A large multinational clinical trial compared the safety and efficacy of intranasal trivalent live attenuated influenza vaccine (LAIV) with intramuscular trivalent inactivated vaccine (TIV) in children 6 to 59 months of age prior to the 2004–05 influenza season1. In the Nashville and Boston cohorts, 99 children completed the trial, six (1 with TIV, 5 with LAIV) developed medically attended wheezing within 42 days following vaccination, and eight (5 with TIV, 3 with LAIV) developed laboratory-confirmed influenza. The epidemiologic and genetic factors involved with adverse events (AEs) after vaccination and lack of vaccine efficacy are poorly understood.
Earlier studies have demonstrated that epidemiologic factors influenced the occurrence of AEs after vaccination.
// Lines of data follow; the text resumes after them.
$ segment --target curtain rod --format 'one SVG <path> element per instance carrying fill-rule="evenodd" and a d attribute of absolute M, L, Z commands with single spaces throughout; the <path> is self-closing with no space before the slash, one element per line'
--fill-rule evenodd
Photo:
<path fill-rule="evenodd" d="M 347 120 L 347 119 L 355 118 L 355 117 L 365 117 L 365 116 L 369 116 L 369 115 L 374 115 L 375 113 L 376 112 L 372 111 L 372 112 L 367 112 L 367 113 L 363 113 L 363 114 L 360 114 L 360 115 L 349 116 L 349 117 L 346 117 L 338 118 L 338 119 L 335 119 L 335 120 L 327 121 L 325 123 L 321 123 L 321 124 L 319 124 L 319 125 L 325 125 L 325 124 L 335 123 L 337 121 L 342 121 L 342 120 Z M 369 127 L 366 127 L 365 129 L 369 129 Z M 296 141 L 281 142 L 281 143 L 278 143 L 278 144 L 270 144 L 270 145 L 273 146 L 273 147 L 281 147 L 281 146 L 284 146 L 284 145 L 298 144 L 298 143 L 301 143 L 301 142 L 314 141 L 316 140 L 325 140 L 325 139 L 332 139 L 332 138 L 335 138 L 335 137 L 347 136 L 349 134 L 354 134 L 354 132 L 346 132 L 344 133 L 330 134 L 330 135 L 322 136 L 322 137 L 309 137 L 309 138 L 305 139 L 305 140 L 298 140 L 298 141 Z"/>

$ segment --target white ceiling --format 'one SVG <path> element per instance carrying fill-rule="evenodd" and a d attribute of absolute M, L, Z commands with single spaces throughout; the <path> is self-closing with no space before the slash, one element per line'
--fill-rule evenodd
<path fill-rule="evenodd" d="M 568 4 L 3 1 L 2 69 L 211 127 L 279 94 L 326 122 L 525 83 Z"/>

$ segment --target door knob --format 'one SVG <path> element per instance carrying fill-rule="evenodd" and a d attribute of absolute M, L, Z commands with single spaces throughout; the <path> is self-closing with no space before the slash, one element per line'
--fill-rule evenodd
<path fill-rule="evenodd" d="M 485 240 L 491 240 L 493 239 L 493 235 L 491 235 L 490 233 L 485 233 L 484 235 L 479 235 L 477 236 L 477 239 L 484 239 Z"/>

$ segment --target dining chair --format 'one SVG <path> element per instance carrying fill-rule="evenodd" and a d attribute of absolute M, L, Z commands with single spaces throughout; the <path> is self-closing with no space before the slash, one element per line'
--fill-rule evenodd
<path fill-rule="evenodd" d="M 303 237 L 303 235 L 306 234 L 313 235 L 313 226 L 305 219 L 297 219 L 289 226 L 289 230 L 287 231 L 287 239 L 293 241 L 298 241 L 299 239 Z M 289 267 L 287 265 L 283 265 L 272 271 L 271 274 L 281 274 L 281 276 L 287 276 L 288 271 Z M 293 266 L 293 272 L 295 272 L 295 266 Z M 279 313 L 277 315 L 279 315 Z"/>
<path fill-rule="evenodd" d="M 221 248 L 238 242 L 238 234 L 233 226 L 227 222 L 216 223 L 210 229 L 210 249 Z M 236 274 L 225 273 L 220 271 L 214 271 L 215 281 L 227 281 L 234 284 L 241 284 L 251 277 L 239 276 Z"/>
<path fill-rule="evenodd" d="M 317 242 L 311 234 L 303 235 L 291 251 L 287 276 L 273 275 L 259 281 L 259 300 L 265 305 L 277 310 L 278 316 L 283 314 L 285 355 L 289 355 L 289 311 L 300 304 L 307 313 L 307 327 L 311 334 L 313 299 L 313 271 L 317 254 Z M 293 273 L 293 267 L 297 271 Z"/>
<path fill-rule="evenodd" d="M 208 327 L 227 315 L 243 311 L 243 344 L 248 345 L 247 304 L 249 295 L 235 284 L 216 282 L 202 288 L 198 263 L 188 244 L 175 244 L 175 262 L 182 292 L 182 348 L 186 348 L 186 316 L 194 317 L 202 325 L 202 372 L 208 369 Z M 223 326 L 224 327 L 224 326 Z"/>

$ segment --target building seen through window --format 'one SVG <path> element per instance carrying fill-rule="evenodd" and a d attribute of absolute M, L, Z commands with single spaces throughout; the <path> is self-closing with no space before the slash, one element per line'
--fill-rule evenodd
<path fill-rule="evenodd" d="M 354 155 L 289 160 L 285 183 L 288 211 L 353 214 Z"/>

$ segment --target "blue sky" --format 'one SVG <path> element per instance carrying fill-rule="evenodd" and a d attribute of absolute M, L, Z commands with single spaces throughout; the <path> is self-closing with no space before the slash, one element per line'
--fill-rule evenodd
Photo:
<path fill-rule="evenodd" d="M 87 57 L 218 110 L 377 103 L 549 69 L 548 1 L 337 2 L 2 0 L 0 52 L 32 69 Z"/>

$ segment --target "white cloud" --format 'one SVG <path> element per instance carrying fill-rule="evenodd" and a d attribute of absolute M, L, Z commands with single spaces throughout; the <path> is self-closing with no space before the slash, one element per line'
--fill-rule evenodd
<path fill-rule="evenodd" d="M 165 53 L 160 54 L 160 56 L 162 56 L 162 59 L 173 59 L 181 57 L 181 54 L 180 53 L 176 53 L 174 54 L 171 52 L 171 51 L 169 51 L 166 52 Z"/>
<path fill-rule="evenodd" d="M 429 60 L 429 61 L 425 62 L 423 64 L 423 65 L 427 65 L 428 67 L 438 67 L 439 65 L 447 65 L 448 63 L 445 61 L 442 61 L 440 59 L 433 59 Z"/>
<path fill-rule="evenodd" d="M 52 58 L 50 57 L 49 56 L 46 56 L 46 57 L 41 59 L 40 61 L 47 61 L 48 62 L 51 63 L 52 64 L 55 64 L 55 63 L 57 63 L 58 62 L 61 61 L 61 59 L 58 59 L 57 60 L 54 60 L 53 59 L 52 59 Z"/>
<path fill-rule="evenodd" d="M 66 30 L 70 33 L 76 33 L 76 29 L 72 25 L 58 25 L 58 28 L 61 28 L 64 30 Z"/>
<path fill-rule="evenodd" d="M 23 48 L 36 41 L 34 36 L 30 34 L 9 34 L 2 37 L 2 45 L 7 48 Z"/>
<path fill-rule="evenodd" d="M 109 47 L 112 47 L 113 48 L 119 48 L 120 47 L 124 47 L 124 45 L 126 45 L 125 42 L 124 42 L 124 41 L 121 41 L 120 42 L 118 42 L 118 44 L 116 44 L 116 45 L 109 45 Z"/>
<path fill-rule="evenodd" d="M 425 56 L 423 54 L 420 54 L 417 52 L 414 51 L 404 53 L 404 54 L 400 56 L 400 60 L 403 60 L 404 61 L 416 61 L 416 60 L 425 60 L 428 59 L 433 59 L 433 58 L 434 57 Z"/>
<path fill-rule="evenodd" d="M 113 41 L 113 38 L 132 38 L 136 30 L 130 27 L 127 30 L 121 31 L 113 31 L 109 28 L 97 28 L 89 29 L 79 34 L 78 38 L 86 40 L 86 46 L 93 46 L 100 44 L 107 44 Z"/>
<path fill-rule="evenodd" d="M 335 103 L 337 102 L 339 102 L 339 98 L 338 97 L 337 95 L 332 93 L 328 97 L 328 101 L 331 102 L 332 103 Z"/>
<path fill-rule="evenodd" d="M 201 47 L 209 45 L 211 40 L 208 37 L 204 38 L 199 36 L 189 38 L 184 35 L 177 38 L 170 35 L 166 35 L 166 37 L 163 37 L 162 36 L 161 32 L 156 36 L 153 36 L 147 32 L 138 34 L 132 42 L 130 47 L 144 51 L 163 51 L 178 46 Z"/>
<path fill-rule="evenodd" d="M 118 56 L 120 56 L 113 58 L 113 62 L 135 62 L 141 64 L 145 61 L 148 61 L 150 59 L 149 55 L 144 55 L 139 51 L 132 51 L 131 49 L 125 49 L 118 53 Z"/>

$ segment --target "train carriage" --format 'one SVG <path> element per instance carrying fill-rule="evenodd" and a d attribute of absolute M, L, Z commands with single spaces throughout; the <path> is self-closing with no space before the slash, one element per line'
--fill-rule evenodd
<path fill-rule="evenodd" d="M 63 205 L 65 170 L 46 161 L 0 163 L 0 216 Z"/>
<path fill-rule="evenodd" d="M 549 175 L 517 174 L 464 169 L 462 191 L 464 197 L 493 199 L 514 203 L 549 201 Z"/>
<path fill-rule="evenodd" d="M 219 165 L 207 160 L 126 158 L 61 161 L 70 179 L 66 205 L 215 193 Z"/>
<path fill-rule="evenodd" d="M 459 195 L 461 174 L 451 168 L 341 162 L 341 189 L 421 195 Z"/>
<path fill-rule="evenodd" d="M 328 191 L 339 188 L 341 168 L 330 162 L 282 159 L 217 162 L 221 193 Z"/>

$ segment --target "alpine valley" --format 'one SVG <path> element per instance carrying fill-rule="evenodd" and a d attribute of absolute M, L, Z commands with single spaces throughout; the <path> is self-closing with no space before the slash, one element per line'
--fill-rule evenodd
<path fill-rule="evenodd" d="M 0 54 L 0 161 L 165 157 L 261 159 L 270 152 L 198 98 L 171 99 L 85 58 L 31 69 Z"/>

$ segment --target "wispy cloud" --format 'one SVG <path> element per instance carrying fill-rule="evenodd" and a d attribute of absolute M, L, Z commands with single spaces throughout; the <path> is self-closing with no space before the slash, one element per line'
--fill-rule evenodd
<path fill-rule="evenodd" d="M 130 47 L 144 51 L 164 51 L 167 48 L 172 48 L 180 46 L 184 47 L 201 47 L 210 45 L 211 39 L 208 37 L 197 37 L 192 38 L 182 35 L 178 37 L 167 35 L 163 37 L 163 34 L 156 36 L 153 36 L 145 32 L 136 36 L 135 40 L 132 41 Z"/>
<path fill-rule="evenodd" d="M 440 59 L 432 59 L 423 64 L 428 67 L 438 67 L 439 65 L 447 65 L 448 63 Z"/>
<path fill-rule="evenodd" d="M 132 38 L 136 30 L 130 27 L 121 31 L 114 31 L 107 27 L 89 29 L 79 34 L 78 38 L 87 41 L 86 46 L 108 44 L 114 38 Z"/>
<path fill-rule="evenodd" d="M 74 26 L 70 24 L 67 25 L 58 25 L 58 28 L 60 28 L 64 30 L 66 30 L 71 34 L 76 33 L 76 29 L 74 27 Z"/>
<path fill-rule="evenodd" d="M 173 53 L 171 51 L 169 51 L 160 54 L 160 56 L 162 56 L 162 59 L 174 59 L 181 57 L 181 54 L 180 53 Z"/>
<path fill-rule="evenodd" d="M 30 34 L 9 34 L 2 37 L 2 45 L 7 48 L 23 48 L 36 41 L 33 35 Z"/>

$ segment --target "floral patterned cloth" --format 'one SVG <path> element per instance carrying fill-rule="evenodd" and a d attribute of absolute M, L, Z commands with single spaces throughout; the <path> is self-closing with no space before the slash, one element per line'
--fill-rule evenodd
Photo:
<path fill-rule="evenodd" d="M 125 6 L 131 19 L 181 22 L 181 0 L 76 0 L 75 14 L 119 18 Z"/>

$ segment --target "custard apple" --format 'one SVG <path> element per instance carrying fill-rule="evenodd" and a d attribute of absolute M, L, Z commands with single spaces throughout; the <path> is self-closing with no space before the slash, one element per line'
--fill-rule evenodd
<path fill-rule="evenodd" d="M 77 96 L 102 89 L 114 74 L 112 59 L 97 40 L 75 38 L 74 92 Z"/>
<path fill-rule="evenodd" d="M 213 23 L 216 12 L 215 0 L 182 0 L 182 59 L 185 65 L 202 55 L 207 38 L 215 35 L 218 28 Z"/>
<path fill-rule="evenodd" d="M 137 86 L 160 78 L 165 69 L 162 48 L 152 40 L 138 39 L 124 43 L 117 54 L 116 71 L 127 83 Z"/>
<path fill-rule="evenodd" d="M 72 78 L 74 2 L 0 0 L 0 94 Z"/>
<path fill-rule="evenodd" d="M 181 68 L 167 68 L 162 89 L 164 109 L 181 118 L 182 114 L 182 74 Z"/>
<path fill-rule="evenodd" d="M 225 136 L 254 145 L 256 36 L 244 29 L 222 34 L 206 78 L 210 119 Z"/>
In one large survey evaluating injection site reactions after multiple different vaccines, significantly higher rates of pain and local reactions were seen in females when compared to males2. The pathophysiology of these differential responses was hypothesized to be multifactorial with hypersensitivity reactions, route of administration, and hormonal factors being postulated to be involved2. Another study compared the size of Bacillus Calmette-Guérin (BCG) vaccine scar between two groups of young children, one with atopy and one without, and found that children in the atopic group had significantly smaller scars than the control group3.
Recent publications have evaluated the role of genetic factors in adverse events after vaccination. We and others have shown that the systemic and local reactions after vaccinia are linked to specific genetic polymorphisms4, 5. Genetic factors are also associated with variable responses to vaccines. Twin and family studies have shown that responses to Haemophilus influenza type b (Hib) conjugate vaccine6 as well as live attenuated measles, mumps, and rubella (MMR)7 and varicella8 vaccinations have a genetic component. Furthermore, genetic studies of the HLA region suggest associations with variable response to the measles9 and rubella vaccination9–13, and candidate gene studies for the cytokines, toll-like receptors, and innate immunity response genes suggest associations with variable response to rubella vaccination14–16.
Specifically for influenza, to our knowledge, no studies have been published on the genetics or genomics of adverse reactions following the seasonal influenza vaccination. But, there is evidence that the variability in acute phase response to influenza vaccination may be in part mediated by genetic variants in HLA class II, which appear to modulate antibody responses to influenza vaccination17,18. Moreover, influenza vaccination results in a mild acute phase response in men with or without severe carotid artery disease, supporting the proposed role of genetic variants in the candidate gene NFKBIA in acute phase response to influenza vaccination19,20. Finally, at least one study suggests that altered responses to inactivated influenza vaccine may be associated with host variants in MBL and IL10
21.
Given the plausibility that both epidemiologic and genetic factors influence vaccine AEs and immunogenicity, we sought to identify the factors associated with wheezing and the occurrence of natural influenza among children who received intranasal trivalent live attenuated influenza vaccine (LAIV) or intramuscular trivalent inactivated vaccine (TIV) in the large multinational influenza trial from the Nashville and Boston cohorts.